"Not all debt is bad, but unpaid debt compounds."
This is especially true in the context of developing software. Technical debt in the context of software engineering refers to a framework that helps keep account for the long-term costs of moving fast. In this article, we will be exploring technical debt in the context of machine learning (ML) specifically.
ML is known to have a special ability to increase technical debt on top of the debt already presented by traditional software development. We will be delving into 3 key sources of technical debt in Machine learning, each explained with a possible solution.
1.Hidden feedback Loop
Machine learning capabilities are often part of a larger piece of software. This means that the machine learning system is integrated in a complex way in order to get some input from the main software, run it through the model and return the prediction to the software.
For example, take a recommendation system on a popular e-commerce site (cough*cough* Amazon). Have you ever wondered why such sites recommend things that you never even thought about purchasing? Well, it could be an issue of technical debt. The machine learning team could have implemented the state-of-the-art recommendation system that recommends items that are strongly related to the purchase history as well as new items which may be of interest to the customers.
However, due to the ‘business interests’ of the company, the effectiveness of the recommendation system could be hampered. The frontend team could simply block out recommended items which have lesser than 50% probability as those items could be of no interest to the customers. Gradually, those items with slightly above 50% probability will now be recommended with less than 50% probability. This marks the start of a vicious cycle. The system begins recommending the same kind of items the customer has already bought which defeats the purpose of the recommendation system.

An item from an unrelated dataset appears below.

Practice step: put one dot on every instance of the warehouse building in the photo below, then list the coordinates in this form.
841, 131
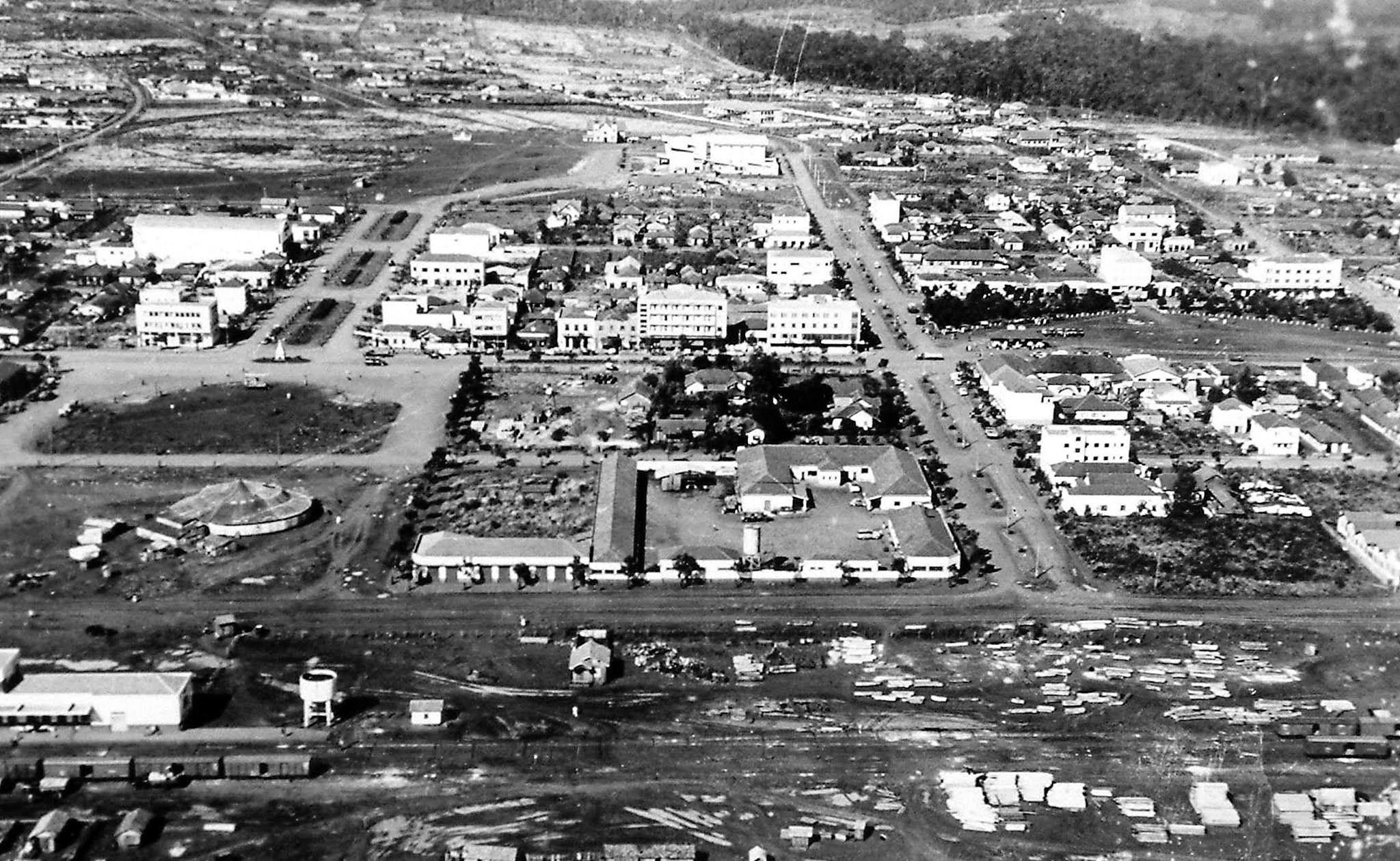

Despite the company being able to enjoy large amounts of profits over a span of few months with this frontend tweak, based on the skewed activity that this tweak has encouraged of customers, the ML model has succumbed to the untrue training data it has been receiving. This, in turn, could result in stagnating or even decreasing rate of sales after a few months.
A possible way to circumvent this problem is to have strong collaboration links between the different dev teams working on the recommendation system. It is important that each team does not focus on pumping up their own performance metrics (e.g. Test accuracy score for ML team) but rather how they could collaborate seamlessly to improve sales over the long run which is the ultimate aim.
ML models could get input data that has already been output by other ML models. The lack of quality in data could cause inputs to ML models to be unstable and cause the behaviours of the data to deteriorate as it progresses through the pipeline. For example, embeddings (e.g. Word2vec) of data points could be used as input into a machine learning system. The extent of this issue is analogous to the domino effect.
A possible solution is to maintain 2 copies of the data after each stage in the data pipeline. That way we could leverage on the redundancies to ensure data quality and to analyze the stage at which data deteriorates in behaviour.
3.Undeclared consumers in pipeline
Last but not least, to build further on the issue of data deterioration through the pipeline, the series of pipelines built by different dev teams at different level of hierarchy could cause further mess. The pipeline could be hacked together to satisfy certain requirements for that time being with no vision over the long run. These complex pipelines could give rise to undeclared consumers who have no access control to the other related parts of the pipelines. Undeclared consumers consume the output of a model with no capabilities for interrogation. Such consumers could result in additional feedback loops that could lead to completely useless predictions in the succeeding machine learning models of the pipeline.
Allowing the various software teams to get a clear picture of the entire pipeline could solve this problem to a large extent. It is important to regularly work on strengthening the pipeline and fixing the loopholes to ensure its effective and efficient operation.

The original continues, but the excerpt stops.